I don't think it can be any clearer than this.

<http://betaworks.com>

------
pinder
I've been hoping for innovation in the app for a while now. It'd be nice to
have any sorts of options or filters to help you clear your backlog, such as
"filter by shortest to longest" or "show all half read articles".

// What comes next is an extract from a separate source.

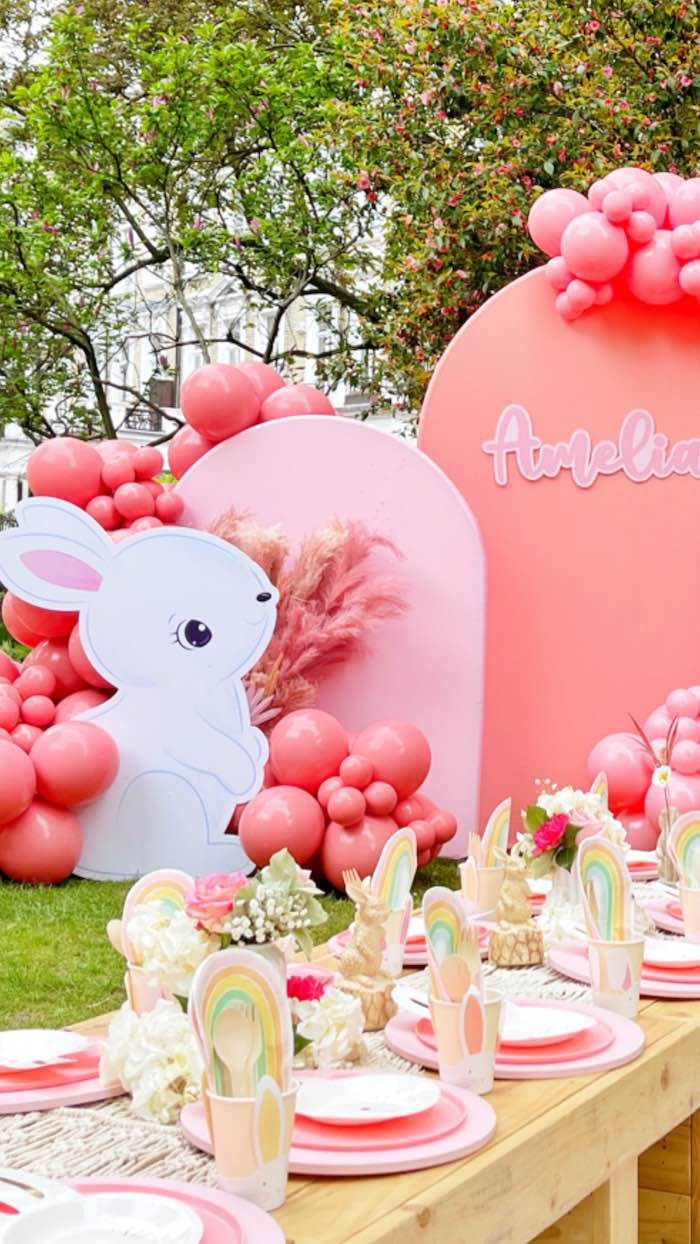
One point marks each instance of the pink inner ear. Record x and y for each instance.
(62, 570)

Hopefully this deal helps innovating an app that has become a bit stale.

------
splamco
Marco likes to rant about other app devs selling out their users for a buck. I
believe Marco believes that he's somehow different.

------
kgosser
Betaworks.com getting hammered right now. I hope they are better at managing
Instapaper ops!

I tease, I tease. In all seriousness, congrats to Marco. A real hero of The
Internet.

------
rdl
I hope nothing happens to Instapaper. I love this app; after Chrome and Mail,
it's my #3 app on iOS.

------
Uchikoma
Either way, I've payed the one-person-dev for some years, I won't pay Digg.

------
ZaAaV
And I will Instapaper that article...

------
xamdam
Ever since Instapaper got the bright idea to charge monthly for a search
feature, fuck them. Go pocket.

------
sayhitofrank
wondering if betaworks will just use the parser technology to use it for other
products like the "RSS reader" DIGG announced or s.th. else. Maybe they are
trying to build something like www.dotdotdot.me

------
kuebelreiter
okay, will be gone in one year from now. or one and a half. always the same
story with that kind of acquisitions.